Los techos se habían hundido y las vigas seguían ardiendo. Las puertas del palacio habían sido destrozadas, los almacenes saqueados, y en las calles yacían los muertos. Por las anchas vías por donde antes pasaban carros y caballos corría agua sucia mezclada con ceniza. Había humo en los templos, sangre junto a los altares, y las torres que antes brillaban aparecían ennegrecidas por el fuego.
Los griegos llevaron el botín hasta la orilla. Copas de oro, túnicas, armas, objetos de bronce, mujeres y niños cautivos fueron repartidos entre los distintos jefes. Algunos se alegraban; otros callaban. La guerra de diez años había terminado por fin, pero su final no tenía el esplendor de los cantos de un banquete.
En medio del caos, Eneas escapó de la ciudad con su padre Anquises y con su hijo. Se contaba que llevaba sobre los hombros a su anciano padre y guiaba de la mano al niño, mientras a sus espaldas ardía su hogar. No salvó Troya, pero sacó de las llamas a un pequeño grupo de troyanos. En cuanto a la ciudad misma, para ella ya no había regreso.
Cuando salió el sol, el mar se tiñó de oro pálido.
Las naves griegas aguardaban junto a la costa, listas para partir.

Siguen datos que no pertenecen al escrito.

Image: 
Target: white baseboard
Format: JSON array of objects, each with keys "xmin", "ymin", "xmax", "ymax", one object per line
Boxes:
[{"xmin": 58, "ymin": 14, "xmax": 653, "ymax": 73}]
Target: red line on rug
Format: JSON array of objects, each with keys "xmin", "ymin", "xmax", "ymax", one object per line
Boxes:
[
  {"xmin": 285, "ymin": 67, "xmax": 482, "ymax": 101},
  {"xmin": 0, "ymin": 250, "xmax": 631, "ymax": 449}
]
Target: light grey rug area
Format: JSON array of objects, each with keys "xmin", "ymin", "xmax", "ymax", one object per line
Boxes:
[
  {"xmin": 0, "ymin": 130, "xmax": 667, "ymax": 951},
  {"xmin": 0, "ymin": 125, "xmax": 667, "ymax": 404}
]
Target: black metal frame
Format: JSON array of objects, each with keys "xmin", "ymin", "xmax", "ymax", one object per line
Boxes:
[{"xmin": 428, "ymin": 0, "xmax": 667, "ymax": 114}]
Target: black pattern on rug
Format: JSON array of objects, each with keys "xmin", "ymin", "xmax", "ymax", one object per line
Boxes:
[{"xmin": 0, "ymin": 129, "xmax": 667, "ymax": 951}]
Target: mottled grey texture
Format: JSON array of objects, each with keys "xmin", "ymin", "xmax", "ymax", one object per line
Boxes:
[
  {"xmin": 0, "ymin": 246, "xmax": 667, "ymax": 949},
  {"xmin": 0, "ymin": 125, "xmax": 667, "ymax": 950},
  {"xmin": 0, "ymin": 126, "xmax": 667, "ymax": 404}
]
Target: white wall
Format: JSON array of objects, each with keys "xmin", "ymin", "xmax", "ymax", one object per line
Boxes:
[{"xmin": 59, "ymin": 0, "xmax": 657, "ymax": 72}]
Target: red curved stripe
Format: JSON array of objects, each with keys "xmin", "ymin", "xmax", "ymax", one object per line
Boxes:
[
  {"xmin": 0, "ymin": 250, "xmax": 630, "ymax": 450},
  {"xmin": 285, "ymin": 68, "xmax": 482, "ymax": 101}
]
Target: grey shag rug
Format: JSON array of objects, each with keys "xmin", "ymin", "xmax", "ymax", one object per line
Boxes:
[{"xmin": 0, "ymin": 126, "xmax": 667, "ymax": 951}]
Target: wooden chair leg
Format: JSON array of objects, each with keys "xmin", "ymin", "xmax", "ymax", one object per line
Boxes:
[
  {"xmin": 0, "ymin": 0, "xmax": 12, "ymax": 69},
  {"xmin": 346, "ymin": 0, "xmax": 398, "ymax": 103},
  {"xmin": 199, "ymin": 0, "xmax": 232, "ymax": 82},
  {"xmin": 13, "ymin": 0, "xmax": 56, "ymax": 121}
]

Pero muchos de aquellos hombres aún no sabían que el camino de vuelta no sería seguro. Los dioses habían visto la matanza dentro de la ciudad y habían recordado las ofensas cometidas en los templos. Las tormentas, los extravíos, el odio y la venganza seguirían a no pocos vencedores.
Pero en aquel momento, Troya ya había caído.
La muralla que durante diez años los griegos habían mirado desde abajo no pudo detener al caballo de Troya en la noche. El palacio de Príamo se convirtió en ceniza, la familia de Héctor fue desgarrada, y Helena fue llevada a las naves griegas. Junto a las puertas que antaño estuvieron llenas de vida, solo quedaban humo, piedras rotas y una luz de fuego que se enfriaba lentamente en el amanecer.